So Google’s facing an inquiry from the European Commission after accusations of anti-trust. Naturally, Google’s not taking this lying down. On the European Public Policy blog, Matt Cutts responds to allegations of anti-competitive practices by sharing their secret sauce, PageRank. But are they transparent enough?
(Yeah, the link is just the original Stanford paper on Google that discusses the basic principles of PageRank as defined 10 years ago.)
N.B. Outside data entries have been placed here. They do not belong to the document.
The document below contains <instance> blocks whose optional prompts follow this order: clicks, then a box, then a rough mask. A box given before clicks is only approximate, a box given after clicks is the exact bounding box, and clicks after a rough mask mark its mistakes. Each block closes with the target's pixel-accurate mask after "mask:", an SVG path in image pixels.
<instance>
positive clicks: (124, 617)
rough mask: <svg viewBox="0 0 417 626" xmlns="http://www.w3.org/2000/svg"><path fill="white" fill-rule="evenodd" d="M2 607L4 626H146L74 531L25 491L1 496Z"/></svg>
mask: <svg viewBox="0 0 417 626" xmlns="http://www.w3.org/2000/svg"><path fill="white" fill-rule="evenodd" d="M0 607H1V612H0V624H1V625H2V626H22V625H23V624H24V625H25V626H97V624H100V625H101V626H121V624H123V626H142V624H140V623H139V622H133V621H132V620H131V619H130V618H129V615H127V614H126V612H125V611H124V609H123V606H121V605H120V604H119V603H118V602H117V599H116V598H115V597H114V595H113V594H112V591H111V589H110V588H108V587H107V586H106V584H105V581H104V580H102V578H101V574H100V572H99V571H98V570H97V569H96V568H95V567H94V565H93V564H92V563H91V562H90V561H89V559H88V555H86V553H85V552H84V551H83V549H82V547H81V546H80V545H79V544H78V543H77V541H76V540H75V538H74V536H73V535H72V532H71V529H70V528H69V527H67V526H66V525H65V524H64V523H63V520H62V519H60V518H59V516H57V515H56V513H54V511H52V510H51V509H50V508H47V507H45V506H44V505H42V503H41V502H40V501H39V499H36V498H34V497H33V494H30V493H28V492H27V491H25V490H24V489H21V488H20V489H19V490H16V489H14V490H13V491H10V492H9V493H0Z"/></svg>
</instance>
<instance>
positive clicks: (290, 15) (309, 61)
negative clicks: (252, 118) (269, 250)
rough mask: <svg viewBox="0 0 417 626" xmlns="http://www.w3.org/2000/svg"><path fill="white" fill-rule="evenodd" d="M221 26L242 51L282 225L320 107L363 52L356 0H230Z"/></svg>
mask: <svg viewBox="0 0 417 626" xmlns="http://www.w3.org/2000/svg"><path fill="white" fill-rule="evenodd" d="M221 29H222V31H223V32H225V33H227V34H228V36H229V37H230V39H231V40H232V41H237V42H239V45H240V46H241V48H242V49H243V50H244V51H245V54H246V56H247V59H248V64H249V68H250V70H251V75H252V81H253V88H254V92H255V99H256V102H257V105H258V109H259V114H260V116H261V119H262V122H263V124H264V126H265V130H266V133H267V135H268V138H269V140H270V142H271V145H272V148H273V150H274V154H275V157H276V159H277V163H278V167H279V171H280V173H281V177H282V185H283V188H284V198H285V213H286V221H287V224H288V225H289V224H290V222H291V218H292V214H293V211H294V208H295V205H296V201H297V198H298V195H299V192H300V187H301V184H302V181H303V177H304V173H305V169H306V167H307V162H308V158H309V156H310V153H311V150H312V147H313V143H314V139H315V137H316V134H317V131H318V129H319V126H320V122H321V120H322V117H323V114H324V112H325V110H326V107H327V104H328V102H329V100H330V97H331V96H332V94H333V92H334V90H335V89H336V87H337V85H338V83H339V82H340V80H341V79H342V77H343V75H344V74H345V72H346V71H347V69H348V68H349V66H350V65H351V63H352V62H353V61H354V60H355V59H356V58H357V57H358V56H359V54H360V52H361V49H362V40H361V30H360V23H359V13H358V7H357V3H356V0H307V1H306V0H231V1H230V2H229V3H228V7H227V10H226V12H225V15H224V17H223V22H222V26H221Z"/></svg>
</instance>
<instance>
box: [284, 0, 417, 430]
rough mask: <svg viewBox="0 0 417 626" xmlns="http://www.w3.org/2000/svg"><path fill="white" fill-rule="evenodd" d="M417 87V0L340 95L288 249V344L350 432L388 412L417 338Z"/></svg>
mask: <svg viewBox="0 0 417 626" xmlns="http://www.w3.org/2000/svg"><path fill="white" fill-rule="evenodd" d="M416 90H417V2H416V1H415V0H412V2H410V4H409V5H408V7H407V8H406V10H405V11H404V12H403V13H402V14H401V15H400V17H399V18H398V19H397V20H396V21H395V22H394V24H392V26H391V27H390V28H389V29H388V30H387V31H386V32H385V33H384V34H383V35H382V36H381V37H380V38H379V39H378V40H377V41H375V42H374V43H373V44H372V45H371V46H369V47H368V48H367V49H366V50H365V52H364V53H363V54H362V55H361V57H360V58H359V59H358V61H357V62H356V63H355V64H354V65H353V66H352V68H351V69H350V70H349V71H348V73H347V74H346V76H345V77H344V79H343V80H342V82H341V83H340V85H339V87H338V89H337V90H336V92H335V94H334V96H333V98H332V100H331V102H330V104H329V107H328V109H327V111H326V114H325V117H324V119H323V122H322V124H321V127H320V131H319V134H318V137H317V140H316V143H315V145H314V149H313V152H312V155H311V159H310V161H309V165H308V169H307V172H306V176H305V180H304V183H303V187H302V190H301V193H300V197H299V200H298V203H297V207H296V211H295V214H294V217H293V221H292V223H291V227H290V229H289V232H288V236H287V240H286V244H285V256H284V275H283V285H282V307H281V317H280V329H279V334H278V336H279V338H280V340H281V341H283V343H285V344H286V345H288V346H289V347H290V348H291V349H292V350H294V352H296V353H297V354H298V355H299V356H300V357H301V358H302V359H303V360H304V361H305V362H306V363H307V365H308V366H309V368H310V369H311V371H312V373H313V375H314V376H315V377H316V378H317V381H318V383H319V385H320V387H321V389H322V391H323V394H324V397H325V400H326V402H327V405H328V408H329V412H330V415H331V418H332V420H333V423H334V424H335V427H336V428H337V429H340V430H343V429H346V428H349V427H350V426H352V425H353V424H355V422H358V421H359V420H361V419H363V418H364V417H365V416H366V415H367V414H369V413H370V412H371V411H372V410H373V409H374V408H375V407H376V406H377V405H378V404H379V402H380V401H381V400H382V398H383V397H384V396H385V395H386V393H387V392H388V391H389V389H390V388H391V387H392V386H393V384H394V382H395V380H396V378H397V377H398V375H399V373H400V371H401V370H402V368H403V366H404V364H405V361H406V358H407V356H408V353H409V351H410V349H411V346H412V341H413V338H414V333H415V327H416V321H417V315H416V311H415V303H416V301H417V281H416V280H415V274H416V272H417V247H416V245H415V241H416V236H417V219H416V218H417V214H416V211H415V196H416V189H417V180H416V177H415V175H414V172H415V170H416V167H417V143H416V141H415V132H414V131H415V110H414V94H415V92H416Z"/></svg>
Google outlines all its efforts to help webmasters and increase its transparency, including:
- “Google has continued to publish literally hundreds of research papers over the years. Those papers reveal many of the “secret formulas” for how Google works and document essential infrastructure that Google uses.”
- “In 1999, Sergey Brin participated in the first Search Engine Strategies conference for webmasters.”
- “In 2001, Google became one of the first search engines to engage online at a publisher forum called WebmasterWorld. One representative (GoogleGuy) has posted over 2800 times, while another (AdWordsAdvisor) has posted almost 5000 times.”
- “Google now has over 70 official blogs, including an official webmaster blog specifically to help site owners understand how Google works and help them rank appropriately in our search results.”
- Live webmaster chats and in-person conferences
- Webmaster Tools
Although lots of lawsuits and disgruntled individuals claim that Google is an evil black box, the list of things they’ve done to reach out and help webmasters is impressive (even if a lot of webmasters don’t know about it)—and I just listed things till I got bored.
What do you think? Has Google made enough of an effort to be transparent and helpful? Is this an adequate defense against anti-trust allegations?